The PFNA is characterised by its rotational and angular stability with one single element, and it has been biomechanically proven to have a better purchase in osteoporotic bone.24 This was supported by the fact that satisfactory mid-term outcomes had been achieved in 40 elderly patients, who were more than 80 years old. Implants were removed in 19 relatively young patients, all after bony consolidation. Three patients asked to remove the implant due to the pain in the lateral aspect of the affected thigh, and one due to the limited range of motion of the hip. The hip function did not improve after implant removal, and only one of the three patients obtained pain-relief. The remaining 15 cases were affected by the thought that there was a foreign substance in the body and firmly asked to remove it. The procedure was quite simple and less invasive.
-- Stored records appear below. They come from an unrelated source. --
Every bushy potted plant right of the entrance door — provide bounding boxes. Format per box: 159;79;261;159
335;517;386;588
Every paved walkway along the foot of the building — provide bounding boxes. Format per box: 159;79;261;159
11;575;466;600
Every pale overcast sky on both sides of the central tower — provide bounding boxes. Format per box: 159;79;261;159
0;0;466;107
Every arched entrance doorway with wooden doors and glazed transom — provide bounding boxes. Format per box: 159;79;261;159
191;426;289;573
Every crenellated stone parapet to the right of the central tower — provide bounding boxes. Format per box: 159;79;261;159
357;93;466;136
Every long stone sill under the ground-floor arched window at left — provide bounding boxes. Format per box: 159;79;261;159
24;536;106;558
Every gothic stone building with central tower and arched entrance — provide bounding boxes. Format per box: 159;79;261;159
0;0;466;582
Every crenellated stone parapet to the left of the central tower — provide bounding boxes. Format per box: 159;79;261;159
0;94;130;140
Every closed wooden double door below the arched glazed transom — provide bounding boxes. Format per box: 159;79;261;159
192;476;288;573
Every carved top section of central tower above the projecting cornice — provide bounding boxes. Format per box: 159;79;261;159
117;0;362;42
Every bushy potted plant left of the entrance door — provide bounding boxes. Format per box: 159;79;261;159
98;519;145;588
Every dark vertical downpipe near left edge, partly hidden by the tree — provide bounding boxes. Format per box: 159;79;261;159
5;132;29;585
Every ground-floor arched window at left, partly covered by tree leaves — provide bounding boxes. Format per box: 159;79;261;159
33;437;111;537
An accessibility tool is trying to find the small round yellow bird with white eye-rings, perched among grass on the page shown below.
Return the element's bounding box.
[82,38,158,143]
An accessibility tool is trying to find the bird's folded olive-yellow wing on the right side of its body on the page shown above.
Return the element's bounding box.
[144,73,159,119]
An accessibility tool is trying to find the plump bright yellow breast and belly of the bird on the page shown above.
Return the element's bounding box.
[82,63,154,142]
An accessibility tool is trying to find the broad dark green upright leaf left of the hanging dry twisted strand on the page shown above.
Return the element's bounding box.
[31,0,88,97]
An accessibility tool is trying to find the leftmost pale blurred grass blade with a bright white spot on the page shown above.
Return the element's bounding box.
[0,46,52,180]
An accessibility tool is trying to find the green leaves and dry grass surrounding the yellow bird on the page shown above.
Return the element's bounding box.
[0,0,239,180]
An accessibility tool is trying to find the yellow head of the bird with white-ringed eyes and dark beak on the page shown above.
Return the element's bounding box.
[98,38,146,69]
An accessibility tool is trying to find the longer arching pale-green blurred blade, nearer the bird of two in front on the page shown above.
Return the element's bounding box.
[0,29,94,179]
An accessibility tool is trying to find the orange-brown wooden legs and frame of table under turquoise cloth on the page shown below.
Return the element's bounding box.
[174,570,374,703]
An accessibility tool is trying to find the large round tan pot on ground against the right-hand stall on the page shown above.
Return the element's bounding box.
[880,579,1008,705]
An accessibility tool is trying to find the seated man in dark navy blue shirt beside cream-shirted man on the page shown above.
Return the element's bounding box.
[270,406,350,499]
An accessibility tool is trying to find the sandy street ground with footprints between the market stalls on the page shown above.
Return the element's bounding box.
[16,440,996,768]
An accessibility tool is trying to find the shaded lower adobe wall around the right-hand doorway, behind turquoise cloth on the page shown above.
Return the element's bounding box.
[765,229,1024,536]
In conclusion, the PFNA is very effective in the treatment of various kinds of peritrochanteric femoral fractures. We feel that the newly designed device is safe and user-friendly. Nonetheless, it is technically demanding, otherwise obstacles and complications will ensue. The PFNA is a powerful aid for orthopaedic surgeons. We firmly believe favourable results can be achieved when this device is combined with skilful techniques as well as appropriate postoperative treatment.

Conflict of interest 

The authors did not receive grants or outside funding in support of their research or preparation of this manuscript. They did not receive payments or other benefits or a commitment or agreement to provide such benefits from a commercial entity. No commercial entity paid or directed, or agreed to pay or direct, any benefits to any research fund, foundation, educational institution, or other charitable or nonprofit organization with which the authors are affiliated or associated.